What are you currently working on and what is next on your roadmap? Any available opportunities for investors or partnerships on the CalmWave projects?

CalmWave has a multi- faceted roadmap which adds value incrementally upon achieving success in a given facet. For example, we are starting with remediating alarm fatigue in ICUs, a boon for clinicians, patients, and their caregivers. By remediating alarm fatigue, CalmWave uses the underlying data of vital signs and interventions to build Operations Health and Patient Acuity, both first-to-market features. 

Operations Health not only empowers hospital administrators to view and rectify their hot spots of potential staff attrition, but it also provides hospitals with the ability to benchmark themselves against their peers. Beyond Operations Health, CalmWave will be building out Operations Maturity so that hospitals can objectively assess the maturity of their operations and, as with Operations Health, benchmark themselves against their peers in terms of revenue and size.

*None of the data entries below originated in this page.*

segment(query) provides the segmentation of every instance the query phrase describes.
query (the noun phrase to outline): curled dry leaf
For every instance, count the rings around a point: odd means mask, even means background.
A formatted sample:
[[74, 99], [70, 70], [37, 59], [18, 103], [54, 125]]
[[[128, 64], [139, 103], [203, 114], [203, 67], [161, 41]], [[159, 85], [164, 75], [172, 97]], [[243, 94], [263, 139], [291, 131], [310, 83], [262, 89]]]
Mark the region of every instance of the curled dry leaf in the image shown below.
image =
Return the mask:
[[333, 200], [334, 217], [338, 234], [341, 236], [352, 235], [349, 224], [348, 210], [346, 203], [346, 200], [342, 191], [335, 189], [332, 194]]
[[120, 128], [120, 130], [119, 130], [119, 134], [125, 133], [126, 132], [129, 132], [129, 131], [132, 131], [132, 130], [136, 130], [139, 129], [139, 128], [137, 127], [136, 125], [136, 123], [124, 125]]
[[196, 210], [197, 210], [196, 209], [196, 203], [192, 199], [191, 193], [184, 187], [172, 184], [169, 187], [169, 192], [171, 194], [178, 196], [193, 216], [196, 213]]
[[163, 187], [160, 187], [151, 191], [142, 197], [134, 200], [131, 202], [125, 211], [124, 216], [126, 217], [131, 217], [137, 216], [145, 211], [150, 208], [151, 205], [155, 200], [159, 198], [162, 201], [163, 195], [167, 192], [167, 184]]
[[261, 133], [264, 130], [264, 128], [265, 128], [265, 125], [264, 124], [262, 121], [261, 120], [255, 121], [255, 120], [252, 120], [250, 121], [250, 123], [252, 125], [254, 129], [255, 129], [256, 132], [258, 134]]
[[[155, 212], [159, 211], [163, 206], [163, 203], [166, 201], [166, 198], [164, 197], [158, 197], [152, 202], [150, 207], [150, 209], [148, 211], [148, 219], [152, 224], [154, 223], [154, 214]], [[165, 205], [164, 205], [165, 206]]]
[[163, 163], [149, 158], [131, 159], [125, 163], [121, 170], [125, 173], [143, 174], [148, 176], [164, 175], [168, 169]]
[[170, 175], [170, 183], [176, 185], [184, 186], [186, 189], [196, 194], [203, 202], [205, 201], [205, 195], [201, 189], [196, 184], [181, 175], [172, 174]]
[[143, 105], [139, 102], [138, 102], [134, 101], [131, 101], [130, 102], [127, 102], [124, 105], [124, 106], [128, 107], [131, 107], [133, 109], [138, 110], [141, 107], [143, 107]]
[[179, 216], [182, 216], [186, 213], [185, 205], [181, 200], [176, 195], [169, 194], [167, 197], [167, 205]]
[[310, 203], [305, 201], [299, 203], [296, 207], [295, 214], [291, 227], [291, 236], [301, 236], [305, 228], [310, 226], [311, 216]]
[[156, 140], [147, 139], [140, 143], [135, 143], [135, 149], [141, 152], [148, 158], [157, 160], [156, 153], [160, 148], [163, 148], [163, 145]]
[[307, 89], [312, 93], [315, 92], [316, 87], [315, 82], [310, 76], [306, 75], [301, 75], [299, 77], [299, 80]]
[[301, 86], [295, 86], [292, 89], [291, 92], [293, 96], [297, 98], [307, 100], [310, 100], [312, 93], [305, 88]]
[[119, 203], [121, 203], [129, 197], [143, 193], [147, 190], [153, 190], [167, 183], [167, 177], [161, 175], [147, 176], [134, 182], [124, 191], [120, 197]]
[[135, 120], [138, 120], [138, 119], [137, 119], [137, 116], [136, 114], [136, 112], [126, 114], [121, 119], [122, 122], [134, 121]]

Certainly, we are always looking for investors that can help us achieve our vision of building the world’s first Hospital Operations Orchestration platform. Likewise, with respect to partnerships, we have and are partnering with a number of leading academic research hospitals as design partners.

Where do you see the future of the healthcare technology industry? Do you have more tips for our readers today?

The pandemic, as devastating as it was, was a wake-up call for healthcare administrators and executives. Medical employees are overworked and underpaid, and the system overall is too fragile. Leaders realize that they must find faster and more efficient ways to implement enabling technologies that will help them handle the growing needs of their patients and communities while reducing staff burden and improving retention. 

Technologies that demonstrate immediate impact while considering stakeholders (training, IT, security, support, and others) will be the solutions that healthcare organizations gravitate towards. Technology and innovation alongside healthcare champions will result in improved outcomes for clinicians and patients, but doing so will demand concentrated efforts and close partnerships between technologists and clinicians.

What you can measure, you can improve. In the case of healthcare staff retention and orchestration, more than surveys are needed. The key is to unlock the incredible value in the data already being generated by the devices and systems in meaningful and innovative ways for the entire organization.